The end of your marriage will bring changes in virtually every area of your life, including your finances. You understand how important it is to make choices and pursue terms that will allow you to have long-term stability, but it can be difficult to focus on the long-term when faced with your current emotions and temporary circumstances. By keeping your future interests as the priority, you will be more likely to secure terms that are beneficial for years to come.
One of the most important aspects of securing your future interests after a divorce is knowing what will happen to your retirement assets. New Jersey is an equitable distribution state, which means each spouse has an equitable claim to all marital property. Knowing what the law says about the division of marital property and how you can secure a fair share of your long-term savings is critical.

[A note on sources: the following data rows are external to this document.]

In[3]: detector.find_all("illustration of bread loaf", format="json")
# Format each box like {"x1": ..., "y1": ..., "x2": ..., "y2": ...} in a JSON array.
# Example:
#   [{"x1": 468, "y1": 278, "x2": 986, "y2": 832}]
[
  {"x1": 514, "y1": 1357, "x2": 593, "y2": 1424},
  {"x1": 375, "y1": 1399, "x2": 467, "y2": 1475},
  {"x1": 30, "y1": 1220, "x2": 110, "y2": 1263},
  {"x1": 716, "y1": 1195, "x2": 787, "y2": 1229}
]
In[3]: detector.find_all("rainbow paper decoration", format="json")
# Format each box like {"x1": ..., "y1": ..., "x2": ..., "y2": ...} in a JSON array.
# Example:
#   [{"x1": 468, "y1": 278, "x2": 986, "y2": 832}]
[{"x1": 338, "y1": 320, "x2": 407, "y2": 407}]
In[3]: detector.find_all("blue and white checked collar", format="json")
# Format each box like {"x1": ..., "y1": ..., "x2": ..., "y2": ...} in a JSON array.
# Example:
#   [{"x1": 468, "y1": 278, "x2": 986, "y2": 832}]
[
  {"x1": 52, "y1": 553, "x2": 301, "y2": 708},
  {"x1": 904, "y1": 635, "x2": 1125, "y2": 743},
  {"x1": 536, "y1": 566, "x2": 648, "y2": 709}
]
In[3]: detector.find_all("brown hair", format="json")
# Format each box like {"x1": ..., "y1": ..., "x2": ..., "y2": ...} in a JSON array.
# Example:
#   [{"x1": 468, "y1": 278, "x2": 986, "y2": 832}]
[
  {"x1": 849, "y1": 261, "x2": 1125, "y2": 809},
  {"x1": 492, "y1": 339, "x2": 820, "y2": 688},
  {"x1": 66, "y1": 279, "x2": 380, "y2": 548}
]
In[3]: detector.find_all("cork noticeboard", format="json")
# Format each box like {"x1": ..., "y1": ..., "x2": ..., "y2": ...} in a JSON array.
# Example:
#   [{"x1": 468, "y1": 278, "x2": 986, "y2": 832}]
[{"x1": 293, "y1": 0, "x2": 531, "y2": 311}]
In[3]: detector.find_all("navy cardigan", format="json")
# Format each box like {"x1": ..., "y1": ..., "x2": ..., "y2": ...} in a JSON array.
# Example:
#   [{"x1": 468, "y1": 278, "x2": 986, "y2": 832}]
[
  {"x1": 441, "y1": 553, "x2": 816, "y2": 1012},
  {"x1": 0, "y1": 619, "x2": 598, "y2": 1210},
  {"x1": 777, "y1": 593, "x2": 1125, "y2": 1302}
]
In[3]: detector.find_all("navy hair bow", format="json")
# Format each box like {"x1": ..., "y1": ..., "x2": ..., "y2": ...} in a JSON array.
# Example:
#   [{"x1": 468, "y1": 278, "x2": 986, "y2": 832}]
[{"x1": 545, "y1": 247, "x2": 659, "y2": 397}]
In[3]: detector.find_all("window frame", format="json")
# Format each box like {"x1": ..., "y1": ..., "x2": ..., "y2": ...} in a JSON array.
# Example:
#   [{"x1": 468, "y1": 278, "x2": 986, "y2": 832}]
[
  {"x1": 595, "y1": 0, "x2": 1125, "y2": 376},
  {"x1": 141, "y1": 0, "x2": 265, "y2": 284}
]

Securing your rightful share of marital property
If you have a claim to a portion of retirement assets, it is important to know how to claim your rightful portion, and how to remove funds from accounts. This largely depends on the type of account in question and other factors. There are both state and federal regulations and tax laws that could affect what happens to these assets. It is also helpful to understand that the portion you could receive only pertains to the savings accumulated during the course of your marriage.
It is relatively simple to divide assets in an IRA. The order for a transfer of funds can be part of your divorce decree, and you can simply move those funds into your own IRA. This will not be taxable. However, transfer or removal of funds from a 401(k) is more complex. To do this, you will need a Qualified Domestic Relations Order, which is a legal order that allows another person to receive a portion of the funds held in the account.
The complexity of retirement accounts
The division of retirement accounts is only one aspect of your divorce, yet it could be one of the most complex. You will benefit from an understanding of how to seek your rightful share of these marital assets while also avoiding unnecessary taxes and penalties. It is helpful to have guidance as you make choices that will impact you years into the future after your divorce is final.